A black hole flew by. Just a little one. Its sizzle woke me, then its smell. Not of a fire; rather the ozone of a near lighting strike. Beyond the bed stand, I saw my lawn. Through the opposite perfect circle, the dawn sun gleamed red. I felt for the hand of my sleeping wife, but let her rest. “Thank you,” I mouthed, knowing that providence had let us lie beneath the path of destruction. Not so lucky my goldfish. His water broke, or more precisely, his vessel was neatly holed. Is he time traveling, or flopping upon the floor?

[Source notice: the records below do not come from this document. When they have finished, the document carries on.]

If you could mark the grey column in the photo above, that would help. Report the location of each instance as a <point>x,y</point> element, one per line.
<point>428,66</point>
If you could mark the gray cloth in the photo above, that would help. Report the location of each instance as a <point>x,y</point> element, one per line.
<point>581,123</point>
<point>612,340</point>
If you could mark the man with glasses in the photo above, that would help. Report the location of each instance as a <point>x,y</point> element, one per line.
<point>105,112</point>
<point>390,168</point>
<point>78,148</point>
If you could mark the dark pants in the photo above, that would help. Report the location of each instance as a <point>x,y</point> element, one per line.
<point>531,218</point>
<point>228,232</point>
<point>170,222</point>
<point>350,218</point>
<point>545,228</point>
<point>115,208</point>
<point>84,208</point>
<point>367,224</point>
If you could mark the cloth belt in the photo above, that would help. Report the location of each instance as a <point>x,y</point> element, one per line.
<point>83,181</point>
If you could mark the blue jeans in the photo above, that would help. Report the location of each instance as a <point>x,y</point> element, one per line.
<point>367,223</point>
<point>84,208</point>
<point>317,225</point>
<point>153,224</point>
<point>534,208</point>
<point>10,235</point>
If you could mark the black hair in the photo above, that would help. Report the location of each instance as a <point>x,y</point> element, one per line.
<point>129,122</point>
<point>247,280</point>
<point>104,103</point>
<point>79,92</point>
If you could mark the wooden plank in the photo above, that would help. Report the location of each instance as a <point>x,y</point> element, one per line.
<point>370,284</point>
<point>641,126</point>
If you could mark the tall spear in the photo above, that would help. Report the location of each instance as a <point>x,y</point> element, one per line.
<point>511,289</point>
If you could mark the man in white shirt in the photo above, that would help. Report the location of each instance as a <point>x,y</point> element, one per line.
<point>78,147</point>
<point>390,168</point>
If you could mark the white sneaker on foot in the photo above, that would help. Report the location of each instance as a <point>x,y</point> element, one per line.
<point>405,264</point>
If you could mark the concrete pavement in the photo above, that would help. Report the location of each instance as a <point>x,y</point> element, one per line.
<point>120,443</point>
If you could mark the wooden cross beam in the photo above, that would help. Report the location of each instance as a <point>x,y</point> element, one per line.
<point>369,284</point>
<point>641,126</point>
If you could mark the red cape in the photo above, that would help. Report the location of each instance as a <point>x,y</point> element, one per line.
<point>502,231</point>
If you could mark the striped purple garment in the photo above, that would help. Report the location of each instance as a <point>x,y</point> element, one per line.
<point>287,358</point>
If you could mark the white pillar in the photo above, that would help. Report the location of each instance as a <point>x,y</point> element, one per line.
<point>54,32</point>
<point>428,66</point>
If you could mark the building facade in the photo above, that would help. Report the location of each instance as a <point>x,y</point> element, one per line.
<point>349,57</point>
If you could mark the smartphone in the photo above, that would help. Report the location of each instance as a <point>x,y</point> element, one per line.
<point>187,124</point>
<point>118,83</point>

I switch off the alarm clock, lying beneath its responsibilities.
He was found completely exsanguinated, the unfortunate result of an ill-conceived attempt to automate a penis pump.
It’s 3:00 am, all she can think about is that delicious Chimichanga treat at the Allsups which calls her name. Get dressed, lets go! Sweat pants on, rockin’ the Crocs she walks down each one of the aisles. Hmmm 44oz Coke? I think so! Then last stop, display case. There they are beautiful grease dripping Chimichanga basking under the golden tinge of the heat lamp. “Always Fresh Everyday” a sign above the case advertises. “I think I’ll take two,” she lays down her crisp five dollar bill and some change. Full satisfaction as she wipes the grease from the corners of her mouth and her pancreas goes into overtime.
[ This one made us feel funny, and some staff members considered giving up journalism in favor of, well, whatever this is .] Scotty took it seriously. Bertrand’s jobs were always serious. “It’s a five-day job. Pick up the merchandise in Manhattan. Fly it to Upstate Vermont. Return and repeat. Slick as snot.” It paid nine thousand. “It’s very important … don’t attempt to cut the merchandise.” Bertrand warned repeatedly. Serious. Mr. Waters’ office was on the top floor of a tall and intimidating building. Water’s assistant handcuffed the small case to Scotty’s wrist with a stern look on her face. The flight was uneventful. He found the estate easily. Mrs. Waters greets him wearing nothing provocative … wearing nothing at all. She hands him a turkey baster and leads him by the wrist to the bedroom.“And there’s perks …,” Bertrand had said.